相手が6BBをオールインし、自分がビッグブラインドで残り5BBをコールすればよい場面では、コール価格はかなり良くなります。そのため、一部のスーテッドハンド、Aハイ、つながりのあるハンドまでコール候補に入ります。アンティがない場合、この場面で必要なエクイティはおよそ40%です。アンティやデッドマネーが多いほど、必要なエクイティは下がります。

フォールド寄りになる場面

相手のポジションが早い、またはスタックが深いとき

アーリーポジションからの15BBオールインは、ボタンからの6BBオールインよりもかなり強いレンジを示すことが多いです。相手のレンジが強いほど、こちらも強いハンドでなければコールしにくくなります。AToはボタンの6BBオールインにはコールできる場面が多い一方で、アーリーポジションの15BBオールインに対してはフォールド寄りになることもあります。

キャッシュゲームでのショートスタック

キャッシュゲームでは、あえて20〜40BBほどの短いスタックで買い入るプレイヤーもいます。この戦略の狙いは、有効スタックを浅くして、ディープスタックの相手がポストフロップで技術差を出しにくくすることです。ショートスタックへの対応が苦手なレクリエーショナルプレイヤー相手なら、利益が出ることもあります。
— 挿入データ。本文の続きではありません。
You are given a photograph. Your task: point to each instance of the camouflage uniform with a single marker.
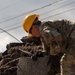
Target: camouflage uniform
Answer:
(59, 37)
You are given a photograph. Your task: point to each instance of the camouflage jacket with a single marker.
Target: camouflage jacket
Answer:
(60, 28)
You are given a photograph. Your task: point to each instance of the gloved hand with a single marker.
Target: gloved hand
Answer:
(37, 54)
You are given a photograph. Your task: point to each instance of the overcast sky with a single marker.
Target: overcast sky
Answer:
(12, 13)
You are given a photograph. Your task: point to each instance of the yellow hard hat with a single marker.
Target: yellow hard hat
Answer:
(28, 21)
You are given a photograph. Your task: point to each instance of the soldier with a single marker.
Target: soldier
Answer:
(57, 36)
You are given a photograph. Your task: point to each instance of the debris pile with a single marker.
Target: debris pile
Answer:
(10, 58)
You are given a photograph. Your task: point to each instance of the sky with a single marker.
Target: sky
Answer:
(12, 13)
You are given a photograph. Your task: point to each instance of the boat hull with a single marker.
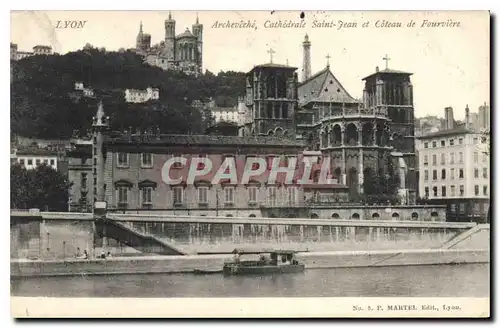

ただし、短いスタックには明確な弱点もあります。小さなポケットペアやスーテッドコネクターのような投機的なハンドは、インプライドオッズが下がります。強いハンドを引いたときに取れる最大額も小さくなります。さらに、対応できる相手はコールレンジやオープンレンジをすぐに調整してきます。多くの真剣なキャッシュゲームプレイヤーは、ショートスタックを上限のある戦略と見ています。弱い相手には機能しますが、調整してくる相手にはエッジが小さくなります。

オールインコールに必要なエクイティ
コールEV = ポット × 勝率 − コール額 × 負ける確率

損益分岐エクイティ = コール額 ÷ 最終ポットです。たとえば、相手が6BBをオールインし、ポットがスモールブラインド0.5BBとビッグブラインド1BBだけの状態だったとします。自分がビッグブラインドなら、追加で必要なコール額は5BBです。最終ポットは12.5BBになるため、損益分岐エクイティは5 ÷ 12.5 = 40%です。アンティや追加のデッドマネーがある場合、必要なエクイティはさらに下がります。

よくある質問

ショートスタックでリンプすべき場面はありますか?+

多くのポジションでは、基本的におすすめしません。ただし、スモールブラインドでは、スタック量や相手の傾向によってリンプ戦略が入ることもあります。問題は、ショートスタックでリンプすると相手に安くフロップを見せやすく、自分のエクイティを守りにくくなることです。相手がどう反応するかを明確に読めないなら、基本はオールインかフォールドで考える方が安全です。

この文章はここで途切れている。